TWIR. Super Positivity Week & Happiness Parade

That wasn't so hard now was it. Kind of boring, but you have to admit it was uplifting in the manner of those overly religious happy people you meet who never seem to have a bad day and are always saying things like "great" and "golly" and "you're terrific."

I am declaring SPW&HP over NOW. Thank God.

1. I was in a meeting yesterday with a Big Kahuna and other Smallish Kahunas like myself. The Big Kahuna showed up late and was sweating.
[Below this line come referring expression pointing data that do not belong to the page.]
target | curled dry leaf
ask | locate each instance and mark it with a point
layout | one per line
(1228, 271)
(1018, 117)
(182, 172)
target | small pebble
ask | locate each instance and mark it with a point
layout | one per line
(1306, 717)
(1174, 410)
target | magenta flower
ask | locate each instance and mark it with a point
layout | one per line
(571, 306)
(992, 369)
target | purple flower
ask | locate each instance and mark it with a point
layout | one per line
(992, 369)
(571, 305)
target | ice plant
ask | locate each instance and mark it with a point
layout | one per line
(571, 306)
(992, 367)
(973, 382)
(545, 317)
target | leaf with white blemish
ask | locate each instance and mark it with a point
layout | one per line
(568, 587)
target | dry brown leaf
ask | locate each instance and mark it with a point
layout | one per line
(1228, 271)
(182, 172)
NBD say you, but, he had an off-the-shelf sport jacket on that didn't fit right. Because he was a BIG Kahuna his jacket needed to embrace him fully, which left his sleeves draping down to the knuckle on his thumb. Dude, go to a tailor. Regardless the size of the Kahuna, men, you must get your jackets tailored or people like me will not respect a thing you say. It's true.

2. The general public has body odor, coffee breath or an unfortunate combination of the two. I don't smell and I don't drink coffee. This separates me from the rest of the world apparently.

3. Don't be cowed into thinking the Republicans are playing the race card. As is typical with people like Barama, the only people mentioning race on the national stage are Barama's people. Might that be because they don't have anything else of substance to talk about so when they get their asses kicked in the fall they can cry foul? I think maybe.

4. I was talking with a guy this week who was from Long Island, or Staten Island, or Riker's Island, I'm not sure which. He kept pronouncing Barack's last name "Obomber." He wasn't doing it on purpose.

5. I am selling my motorcycle. I am sad about this, but I know three people who dropped their bikes in the past two months; each one required serious shoulder surgery. I have lost my nerve and that's pretty much a guarantee of road rash or worse.

6. I much prefer being around people who don't take themselves too seriously, know how to handle their liquor, are self-aware, listen mindfully instead of using the downtime to think of what they'll say next and have gotten their body odor under control.

7. Vacation in three weeks. We're driving. We're going to Florida. We like Disney World. We'll eat at Waffle Houses along the way. If gas is expensive we'll live. We leave at midnight because it's more fun to leave at midnight and drive through the night. We will insulate ourselves from the world using the mad sea of other vacationers as our buffering devices. Vacation is better than Christmas.

Have a nice weekend. I have to work on Saturday so I hope it rains.